Retailers need to get lean through lifestyle changes not crash diets
Amidst rising raw material costs and continued inflation creep, this year was never going to be an easy one for UK plc… By Helen Dickinson
Recovery is coming slowly but uncertainty is still nipping at the heels of growth and the latest rash of retail insolvencies and trading updates highlighting the very challenging environment have done little to boost confidence within the retail sector. Unlike previous recoveries, recovery in the wider economy certainly will not be consumer led this time around.
Aside from the consumer income squeeze and other external factors, there are two issues for retailers barricading the road from survival to stability to recovery – getting pricing right and controlling costs.
Setting pricing correctly is always a challenge, but never more so than now. For retailers, the price point must be high enough to sustain investment and profitability, but low enough to avoid damaging already fragile consumer confidence.
And pricing policy must be complemented and determined by a controlled costing strategy. This is vital if the business is to remain nourished and profit margins healthy. Recent research shows UK businesses, including retail companies, believe 95 per cent of cost reduction and streamlining completed during the recession could bounce back and that hard fought savings made are not sustainable.
To add insult to injury, there is serious external cost pressure across the supply chain that cannot simply flow through to the consumer in the current climate. Input costs such as fuel have soared, with no signs of abating anytime soon and, in turn, this impacts upon retail. The most recent Retail Health Index from the KPMG/Synovate Retail Think Tank found that although overall costs had a neutral impact on the health of the retail sector in the first quarter, pressures have been increasing since then.
Denied the luxury of time, many retailers underwent radical cost cutting programmes following the downturn.

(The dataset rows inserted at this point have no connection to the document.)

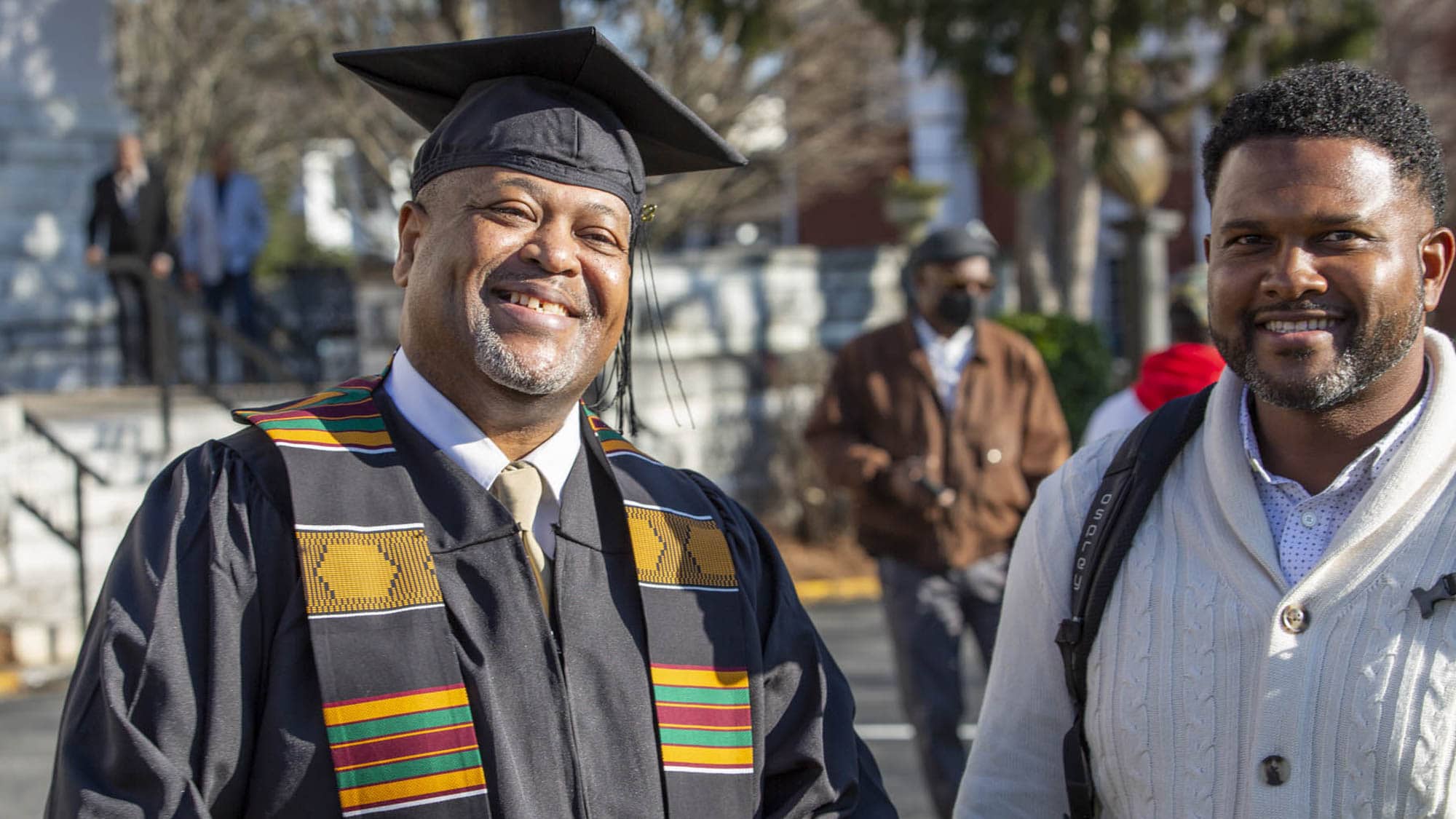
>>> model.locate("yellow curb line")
[794,574,879,604]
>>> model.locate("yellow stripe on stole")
[323,688,467,726]
[264,427,389,446]
[652,666,748,688]
[662,745,753,765]
[339,765,485,810]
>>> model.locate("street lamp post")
[1102,111,1184,363]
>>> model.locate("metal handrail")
[13,411,111,631]
[106,255,316,452]
[20,411,111,487]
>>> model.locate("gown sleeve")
[47,433,297,818]
[695,475,898,819]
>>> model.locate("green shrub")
[996,313,1112,443]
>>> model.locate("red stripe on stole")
[349,774,486,810]
[657,703,753,729]
[333,723,476,768]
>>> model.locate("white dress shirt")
[384,348,581,558]
[1239,360,1431,586]
[913,316,976,416]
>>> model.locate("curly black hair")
[1203,63,1446,224]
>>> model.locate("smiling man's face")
[395,167,632,396]
[1206,138,1444,413]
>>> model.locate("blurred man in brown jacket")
[805,221,1070,816]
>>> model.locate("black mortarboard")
[333,28,747,214]
[907,218,999,269]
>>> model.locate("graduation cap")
[333,28,747,214]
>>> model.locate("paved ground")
[0,604,981,819]
[0,694,61,819]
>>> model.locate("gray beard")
[1213,287,1425,413]
[475,310,601,395]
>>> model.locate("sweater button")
[1259,753,1289,786]
[1278,605,1309,634]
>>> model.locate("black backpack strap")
[1057,386,1213,819]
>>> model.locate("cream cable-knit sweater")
[955,331,1456,819]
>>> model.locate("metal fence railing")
[12,413,108,630]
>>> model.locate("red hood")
[1133,344,1223,413]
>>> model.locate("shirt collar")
[112,162,151,188]
[910,313,976,358]
[1239,361,1434,490]
[384,347,581,503]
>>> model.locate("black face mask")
[935,290,981,326]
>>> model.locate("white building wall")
[0,0,131,389]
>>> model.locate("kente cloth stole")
[234,376,761,819]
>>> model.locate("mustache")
[1243,298,1350,325]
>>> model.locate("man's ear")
[1421,227,1456,313]
[393,199,430,287]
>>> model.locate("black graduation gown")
[47,390,895,819]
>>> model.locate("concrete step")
[0,384,322,664]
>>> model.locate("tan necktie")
[491,461,550,612]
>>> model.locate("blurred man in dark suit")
[86,134,172,383]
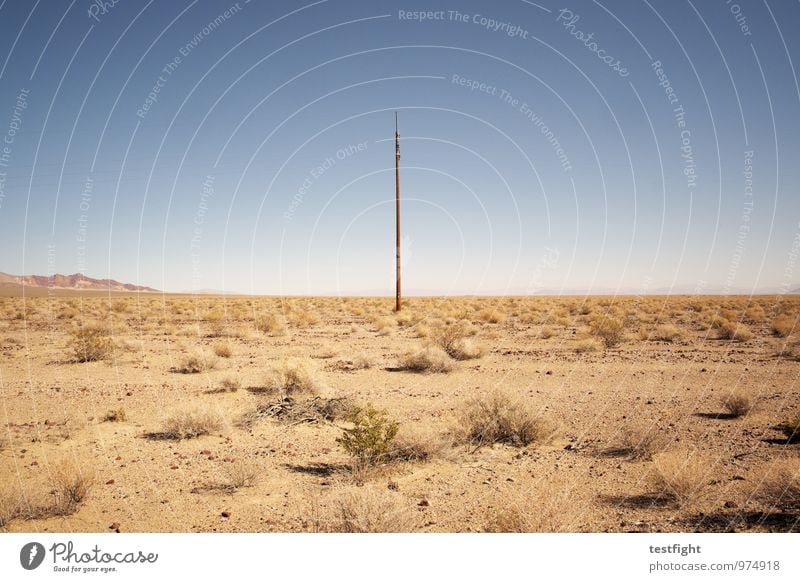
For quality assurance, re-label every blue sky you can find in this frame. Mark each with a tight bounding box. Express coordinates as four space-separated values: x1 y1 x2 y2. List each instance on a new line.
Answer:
0 0 800 294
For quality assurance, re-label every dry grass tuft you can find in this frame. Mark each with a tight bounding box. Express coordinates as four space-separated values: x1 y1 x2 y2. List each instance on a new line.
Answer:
254 313 286 335
722 390 753 418
172 352 217 374
430 321 484 360
224 460 258 491
49 462 94 515
400 346 455 374
311 486 416 533
0 488 22 528
650 451 715 506
483 478 578 533
572 337 603 354
219 376 242 392
590 316 625 348
70 324 114 362
267 359 323 396
615 426 668 461
103 408 128 422
213 342 233 358
772 313 797 337
352 354 375 370
780 414 800 443
751 458 800 511
372 317 397 335
650 323 682 342
711 317 753 342
456 392 555 447
158 409 222 440
478 307 506 323
386 428 453 462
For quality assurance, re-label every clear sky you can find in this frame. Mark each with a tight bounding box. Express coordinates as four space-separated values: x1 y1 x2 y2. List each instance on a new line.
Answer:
0 0 800 295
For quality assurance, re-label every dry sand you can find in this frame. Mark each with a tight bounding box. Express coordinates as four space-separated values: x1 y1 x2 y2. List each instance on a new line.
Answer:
0 294 800 532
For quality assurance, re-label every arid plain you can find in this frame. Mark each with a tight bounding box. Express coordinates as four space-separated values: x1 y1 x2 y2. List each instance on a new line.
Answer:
0 293 800 532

In a typical retail company 60-70 per cent of costs sit in the supply. However, the make-up of costs in that 60-70 per cent is not always fully understood. There is often a lack of visibility across the cost pipeline making it very difficult to identify where leaks need plugging. As a result, more apparent costs – such as people – tend to be targeted, with retailers now concerned about increasing headcount over the next few years.
Recession induced cost cutting has been dominated by budget squeezing, reducing headcount, pay cuts and freezes and the slashing of non-core spending. But none of these crash diets are sustainable or will ensure long time fitness. In many cases such savings were not delivered through a change in business culture or operations but through forced reactivity to the external market place.
This approach was not necessarily wrong in the first instance and ensured survival, but as the demand remains under pressure, core behavioural changes need embedding. I’ve observed in the past that retailers are good at cutting costs but that these have a tendency to creep back in: now is the time to develop longer term cost strategies. If not, as growth comes back, and headcount and investment increase to match demand – coupled with rising fuel costs – any profit could be eradicated. Or worse still, if demand remains weak, the ability to continually find savings through the ‘crash diet’ model will be become more difficult and erode the underlying foundations of the business.
Many retailers have invested heavily in systems to access quality management information to help them make smart cuts. However, often there is too much data to sift through to inform correct decisions on cost (and pricing).
UK businesses bought precious time through the measures taken in haste during the recession. They must now embed sustainable, lower cost bases – that have some flex and ability to cope with rising input costs – if nourished growth and healthy margins can still be achieved in the future.